A simple way to test this, is to comment out this if statement: if (vouches[vouchId].authorAddress != msg.sender) { revert AddressNotVouchAuthor(vouchId, msg.sender, vouches[vouchId].authorAddress); } from unvouch and then run a test like

it('should allow any address to unvouch due to missing authorization check', async () => {
    // Create vouch from userA to userB
    await userA.vouch(userB);
    const vouch = await ethosVouch.verifiedVouchByAuthorForSubjectProfileId(
      userA.profileId,
      userB.profileId,
    );

    // Create a random attacker address that has no relation to the vouch
    const attackerWallet = await deployer.newWallet();

    // Attacker should be able to call unvouch() successfully
    // Even though they aren't the vouch author
    await expect(ethosVouch.connect(attackerWallet).unvouch(vouch.vouchId))
      .to.not.be.reverted;

    // Verify the vouch was actually unvouched
    const updatedVouch = await ethosVouch.vouches(vouch.vouchId);
    expect(updatedVouch.activityCheckpoints.unvouchedAt).to.be.greaterThan(0);
    expect(updatedVouch.archived).to.be.true;
});

The lack of explicit checks in vouchByProfileId, which uses vouchCount as the vouchId to register vouches, means any caller can potentially overwrite values in the vouches mapping under the right circumstances.

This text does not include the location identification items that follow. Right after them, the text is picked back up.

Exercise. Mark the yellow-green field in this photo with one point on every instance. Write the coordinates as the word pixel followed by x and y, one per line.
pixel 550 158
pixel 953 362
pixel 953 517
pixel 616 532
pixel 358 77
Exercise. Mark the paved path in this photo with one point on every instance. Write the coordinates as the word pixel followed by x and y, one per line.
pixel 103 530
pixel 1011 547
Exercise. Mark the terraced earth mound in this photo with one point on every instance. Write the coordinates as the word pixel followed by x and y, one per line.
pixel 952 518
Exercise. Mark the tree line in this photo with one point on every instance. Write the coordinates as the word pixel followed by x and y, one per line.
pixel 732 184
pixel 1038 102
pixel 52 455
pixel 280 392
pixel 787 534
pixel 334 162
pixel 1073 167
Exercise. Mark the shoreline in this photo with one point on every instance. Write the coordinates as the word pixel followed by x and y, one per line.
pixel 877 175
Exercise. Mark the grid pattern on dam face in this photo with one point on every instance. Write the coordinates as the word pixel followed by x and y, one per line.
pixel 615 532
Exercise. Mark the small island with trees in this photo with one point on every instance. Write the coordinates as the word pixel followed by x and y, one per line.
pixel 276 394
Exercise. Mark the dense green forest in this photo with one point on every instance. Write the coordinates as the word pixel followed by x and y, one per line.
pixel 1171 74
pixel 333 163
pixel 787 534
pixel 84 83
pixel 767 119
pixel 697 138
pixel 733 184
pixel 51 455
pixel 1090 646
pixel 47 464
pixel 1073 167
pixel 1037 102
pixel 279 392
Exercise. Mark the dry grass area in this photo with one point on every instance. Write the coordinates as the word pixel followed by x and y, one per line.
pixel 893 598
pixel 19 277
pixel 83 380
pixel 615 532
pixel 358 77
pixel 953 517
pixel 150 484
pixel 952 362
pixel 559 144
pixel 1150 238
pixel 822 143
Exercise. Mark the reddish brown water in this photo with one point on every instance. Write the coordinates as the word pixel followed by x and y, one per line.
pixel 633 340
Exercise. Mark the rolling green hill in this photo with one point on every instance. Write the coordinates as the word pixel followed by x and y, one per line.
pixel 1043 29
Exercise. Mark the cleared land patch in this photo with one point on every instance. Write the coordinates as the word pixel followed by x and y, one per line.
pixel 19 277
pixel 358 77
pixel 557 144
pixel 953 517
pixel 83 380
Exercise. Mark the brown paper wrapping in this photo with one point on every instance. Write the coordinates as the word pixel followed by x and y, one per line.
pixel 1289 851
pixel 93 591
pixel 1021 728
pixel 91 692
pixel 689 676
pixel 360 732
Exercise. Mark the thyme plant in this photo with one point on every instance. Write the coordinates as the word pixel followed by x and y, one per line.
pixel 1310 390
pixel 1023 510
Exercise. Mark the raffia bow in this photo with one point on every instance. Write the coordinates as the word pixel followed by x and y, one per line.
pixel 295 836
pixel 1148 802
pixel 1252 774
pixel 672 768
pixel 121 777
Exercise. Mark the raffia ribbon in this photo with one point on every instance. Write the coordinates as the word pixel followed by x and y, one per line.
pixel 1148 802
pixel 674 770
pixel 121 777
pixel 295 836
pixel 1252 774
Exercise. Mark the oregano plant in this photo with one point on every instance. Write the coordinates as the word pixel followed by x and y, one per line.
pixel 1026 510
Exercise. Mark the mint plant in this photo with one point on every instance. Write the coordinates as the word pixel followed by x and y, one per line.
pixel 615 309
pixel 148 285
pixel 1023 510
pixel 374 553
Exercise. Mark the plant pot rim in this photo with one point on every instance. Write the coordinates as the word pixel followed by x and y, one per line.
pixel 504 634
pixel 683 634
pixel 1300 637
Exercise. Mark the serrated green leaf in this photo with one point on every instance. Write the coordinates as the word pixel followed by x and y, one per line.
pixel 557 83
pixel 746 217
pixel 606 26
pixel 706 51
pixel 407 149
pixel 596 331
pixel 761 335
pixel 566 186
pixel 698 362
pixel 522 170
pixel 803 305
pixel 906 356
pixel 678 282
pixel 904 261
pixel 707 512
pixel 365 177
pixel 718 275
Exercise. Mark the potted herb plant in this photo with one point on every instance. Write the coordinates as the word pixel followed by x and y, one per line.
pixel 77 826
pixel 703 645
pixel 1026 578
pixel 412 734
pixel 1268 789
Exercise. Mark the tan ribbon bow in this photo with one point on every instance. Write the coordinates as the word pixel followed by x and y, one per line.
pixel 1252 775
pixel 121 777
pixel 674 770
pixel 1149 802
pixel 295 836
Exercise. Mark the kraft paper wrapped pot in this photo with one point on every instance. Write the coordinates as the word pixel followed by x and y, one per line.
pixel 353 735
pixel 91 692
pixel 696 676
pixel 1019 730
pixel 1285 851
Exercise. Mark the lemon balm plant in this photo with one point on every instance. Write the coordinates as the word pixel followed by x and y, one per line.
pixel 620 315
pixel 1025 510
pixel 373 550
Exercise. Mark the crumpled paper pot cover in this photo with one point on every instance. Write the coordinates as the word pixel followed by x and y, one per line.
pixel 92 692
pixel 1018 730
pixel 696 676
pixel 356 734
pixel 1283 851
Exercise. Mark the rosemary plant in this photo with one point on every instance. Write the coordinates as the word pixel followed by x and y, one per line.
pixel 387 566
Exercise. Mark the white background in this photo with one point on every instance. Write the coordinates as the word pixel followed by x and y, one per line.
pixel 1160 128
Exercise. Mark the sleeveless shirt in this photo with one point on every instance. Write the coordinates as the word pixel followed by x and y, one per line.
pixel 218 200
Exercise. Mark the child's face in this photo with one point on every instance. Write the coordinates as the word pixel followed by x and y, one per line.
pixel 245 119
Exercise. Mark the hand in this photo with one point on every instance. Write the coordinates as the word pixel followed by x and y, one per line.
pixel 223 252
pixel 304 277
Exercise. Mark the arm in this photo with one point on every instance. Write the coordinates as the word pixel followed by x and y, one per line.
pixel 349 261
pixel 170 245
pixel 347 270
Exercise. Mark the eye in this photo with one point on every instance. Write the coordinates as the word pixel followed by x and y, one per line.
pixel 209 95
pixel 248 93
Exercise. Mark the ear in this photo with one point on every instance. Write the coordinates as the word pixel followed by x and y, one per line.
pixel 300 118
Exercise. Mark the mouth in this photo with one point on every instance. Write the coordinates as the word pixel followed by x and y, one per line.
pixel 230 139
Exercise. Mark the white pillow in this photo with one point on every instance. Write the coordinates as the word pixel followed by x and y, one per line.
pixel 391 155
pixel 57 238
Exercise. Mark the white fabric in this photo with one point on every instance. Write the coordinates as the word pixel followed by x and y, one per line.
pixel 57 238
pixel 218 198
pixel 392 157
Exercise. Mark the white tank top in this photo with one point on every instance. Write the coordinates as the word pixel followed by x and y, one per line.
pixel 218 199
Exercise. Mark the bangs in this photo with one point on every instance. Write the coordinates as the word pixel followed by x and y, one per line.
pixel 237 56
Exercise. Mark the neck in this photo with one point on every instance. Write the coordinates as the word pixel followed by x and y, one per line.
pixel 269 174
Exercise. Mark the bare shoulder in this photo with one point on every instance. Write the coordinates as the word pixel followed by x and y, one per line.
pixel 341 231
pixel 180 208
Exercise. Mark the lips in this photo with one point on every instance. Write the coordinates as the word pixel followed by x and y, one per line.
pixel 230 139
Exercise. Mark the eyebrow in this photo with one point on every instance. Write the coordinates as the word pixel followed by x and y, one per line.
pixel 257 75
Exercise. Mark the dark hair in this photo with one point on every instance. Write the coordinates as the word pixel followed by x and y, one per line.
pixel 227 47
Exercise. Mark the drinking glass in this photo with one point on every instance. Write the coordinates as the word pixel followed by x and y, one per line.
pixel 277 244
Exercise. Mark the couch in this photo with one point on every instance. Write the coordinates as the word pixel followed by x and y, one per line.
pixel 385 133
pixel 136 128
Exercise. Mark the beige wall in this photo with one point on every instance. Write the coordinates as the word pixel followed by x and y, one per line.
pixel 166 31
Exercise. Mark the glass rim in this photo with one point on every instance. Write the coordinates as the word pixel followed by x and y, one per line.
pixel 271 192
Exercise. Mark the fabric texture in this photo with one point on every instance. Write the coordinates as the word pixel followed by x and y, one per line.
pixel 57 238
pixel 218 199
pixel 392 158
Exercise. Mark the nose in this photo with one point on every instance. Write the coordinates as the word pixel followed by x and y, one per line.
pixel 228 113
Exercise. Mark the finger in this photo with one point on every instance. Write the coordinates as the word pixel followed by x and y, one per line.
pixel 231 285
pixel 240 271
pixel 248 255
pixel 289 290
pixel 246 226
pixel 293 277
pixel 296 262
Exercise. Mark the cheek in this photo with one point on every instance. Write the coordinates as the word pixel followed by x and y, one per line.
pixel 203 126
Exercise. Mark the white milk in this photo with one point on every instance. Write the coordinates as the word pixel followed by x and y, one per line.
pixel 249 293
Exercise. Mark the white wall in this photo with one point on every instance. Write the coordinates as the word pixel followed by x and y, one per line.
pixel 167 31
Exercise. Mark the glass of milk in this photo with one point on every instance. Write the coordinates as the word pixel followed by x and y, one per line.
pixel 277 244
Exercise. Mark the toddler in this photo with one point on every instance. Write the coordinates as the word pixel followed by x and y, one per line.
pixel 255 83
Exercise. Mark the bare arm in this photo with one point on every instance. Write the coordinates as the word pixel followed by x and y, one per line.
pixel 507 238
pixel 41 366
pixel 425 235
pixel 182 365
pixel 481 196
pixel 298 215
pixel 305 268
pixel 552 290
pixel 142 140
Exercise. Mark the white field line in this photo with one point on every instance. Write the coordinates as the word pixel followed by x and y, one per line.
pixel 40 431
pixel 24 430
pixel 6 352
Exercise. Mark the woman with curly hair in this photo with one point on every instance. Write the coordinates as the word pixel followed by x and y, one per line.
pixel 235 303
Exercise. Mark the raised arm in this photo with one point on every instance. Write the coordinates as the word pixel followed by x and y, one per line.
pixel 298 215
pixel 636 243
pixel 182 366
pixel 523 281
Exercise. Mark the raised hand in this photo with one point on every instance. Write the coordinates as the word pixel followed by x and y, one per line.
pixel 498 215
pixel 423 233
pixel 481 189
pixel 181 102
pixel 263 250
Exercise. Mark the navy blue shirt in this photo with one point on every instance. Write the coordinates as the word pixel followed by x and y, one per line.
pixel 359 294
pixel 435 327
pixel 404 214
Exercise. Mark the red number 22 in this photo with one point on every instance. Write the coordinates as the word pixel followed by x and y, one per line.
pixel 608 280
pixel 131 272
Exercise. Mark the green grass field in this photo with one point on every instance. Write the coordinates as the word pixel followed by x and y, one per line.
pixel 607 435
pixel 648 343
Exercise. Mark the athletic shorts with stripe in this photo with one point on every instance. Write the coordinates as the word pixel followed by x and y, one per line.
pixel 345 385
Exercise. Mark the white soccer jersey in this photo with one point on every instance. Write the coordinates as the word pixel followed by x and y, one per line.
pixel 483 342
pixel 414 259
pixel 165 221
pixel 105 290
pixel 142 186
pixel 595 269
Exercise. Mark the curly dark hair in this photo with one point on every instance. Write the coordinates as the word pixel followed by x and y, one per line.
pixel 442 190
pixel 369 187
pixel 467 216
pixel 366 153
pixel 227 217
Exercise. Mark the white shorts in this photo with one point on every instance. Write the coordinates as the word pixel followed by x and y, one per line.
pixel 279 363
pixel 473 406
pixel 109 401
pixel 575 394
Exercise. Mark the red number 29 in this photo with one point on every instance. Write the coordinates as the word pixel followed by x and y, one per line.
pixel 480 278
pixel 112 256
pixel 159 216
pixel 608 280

In high-traffic scenarios, a second caller could overwrite another's vouch data due to the stale vouchCount value.

Mitigation

  1. Add explicit checks that the vouchId exists and belongs to a different author at runtime, and cause the function call to revert e.g
if (vouches[count].authorAddress != address(0)) {
    revert someError;
}
  1. Consider implementing a vouchByProfileId transactions queue for potential high-traffic periods.